Relishment (Rory Hart) said...

I can't go past prawn toast, it is probably one of my guilty pleasures that I must indulge from time to time.

chopinandmysaucepan said...

Love salmon roe and they add to the colour and glam of the dish too :)

Angie Lives to Eat (and Cook)! said...

Very posh prawn toasts indeed! ;) But I'd definately prefer to have these anyday! Yummo!

Jeannie said...

Great photos and a very apt name for this toast...looking forward to more delicious goodness!

Barbara said...

What a gorgeous presentation, Ellie. Considering you're still not in the blogging mode, I'd say you have a winner.
Can't wait to see the rest of your "to do" list!

the jr. chef said...

Beautiful pictures and writing style. The blog title is very fitting and cute. Please visit my blog www.pickyeatersolutions.blogspot.com and leave a few tips that have been helpful with you and your blog, I would really appreciate it. Thanks so much.

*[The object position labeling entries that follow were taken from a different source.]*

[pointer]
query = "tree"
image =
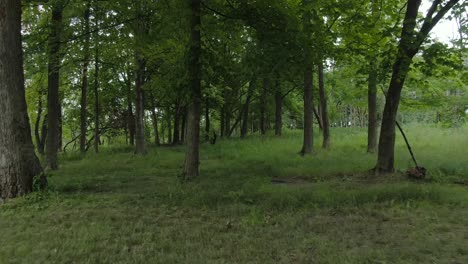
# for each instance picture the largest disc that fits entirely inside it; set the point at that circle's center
(18, 161)
(84, 83)
(192, 159)
(53, 97)
(410, 42)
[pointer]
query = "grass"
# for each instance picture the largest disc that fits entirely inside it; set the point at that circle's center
(115, 207)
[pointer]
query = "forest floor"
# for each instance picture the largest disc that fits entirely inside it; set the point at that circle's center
(257, 201)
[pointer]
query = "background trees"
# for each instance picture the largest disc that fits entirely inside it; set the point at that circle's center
(18, 162)
(124, 72)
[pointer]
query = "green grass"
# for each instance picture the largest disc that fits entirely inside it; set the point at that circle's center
(115, 207)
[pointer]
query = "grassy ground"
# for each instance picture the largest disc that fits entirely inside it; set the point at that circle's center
(118, 208)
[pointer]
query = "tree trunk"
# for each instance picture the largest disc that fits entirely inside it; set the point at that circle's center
(53, 97)
(130, 116)
(324, 109)
(154, 116)
(84, 82)
(183, 128)
(140, 148)
(266, 84)
(245, 113)
(96, 101)
(308, 143)
(207, 119)
(176, 136)
(406, 51)
(141, 29)
(18, 161)
(372, 127)
(192, 158)
(278, 110)
(37, 126)
(221, 121)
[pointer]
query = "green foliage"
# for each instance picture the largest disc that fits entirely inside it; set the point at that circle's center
(117, 207)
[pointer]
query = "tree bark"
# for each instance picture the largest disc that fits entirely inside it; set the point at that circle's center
(266, 84)
(84, 82)
(325, 123)
(140, 148)
(406, 50)
(372, 127)
(53, 97)
(192, 158)
(97, 139)
(155, 117)
(207, 119)
(278, 110)
(246, 110)
(37, 126)
(141, 31)
(130, 116)
(18, 161)
(308, 143)
(183, 127)
(176, 136)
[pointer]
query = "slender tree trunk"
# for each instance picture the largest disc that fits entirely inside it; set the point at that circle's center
(278, 110)
(308, 143)
(169, 128)
(183, 128)
(53, 97)
(18, 161)
(192, 158)
(246, 110)
(96, 101)
(372, 127)
(266, 84)
(84, 82)
(140, 110)
(410, 42)
(141, 31)
(324, 109)
(154, 116)
(227, 120)
(43, 134)
(37, 126)
(222, 121)
(207, 119)
(176, 136)
(130, 116)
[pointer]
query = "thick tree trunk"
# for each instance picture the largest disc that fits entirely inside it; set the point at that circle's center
(278, 110)
(308, 143)
(323, 109)
(192, 158)
(53, 97)
(406, 51)
(18, 161)
(84, 81)
(372, 127)
(263, 98)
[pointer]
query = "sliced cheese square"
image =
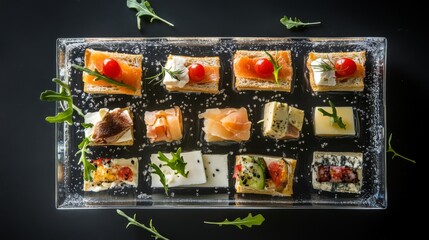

Xiaolu @ 6 Bittersweets said...

I can't believe it but I've never actually had prawn toast and it's never seemed appealing until now. I LOVE gochujang and it's basically enough reason to convince me to try any dish...plus how awesome is "red dragon" for the name of a sauce!

Jess said...

I'm also having a not-getting-back-in-the-swing of blogging few weeks. It's so easy to get up, walk away, and enjoy making the food without taking pictures or writing a blog post that takes around an hour to write.
Can't wait to see your new 'home'!! I'm going there now!

pigpigscorner said...

I like the idea of citrusy mayo. Looks so good esp with the spicy sauce. YUM!

Janine said...

oooh I'm really really really looking forward to your Nyonya spiral curry puff!!! And I've never had prawn toast this posh - with yuzu mayo and red dragon sauce sounds like something I'd have in a restaurant!

Victoria said...

I'm sorry you haven't felt super motivated lately. Trust me, a lot of bloggers (including yours truly) go through that from time to time. I look forward to reading your new blog as well. These shrimp toasts are beautiful and I love your updated sauces too. Very nicely done.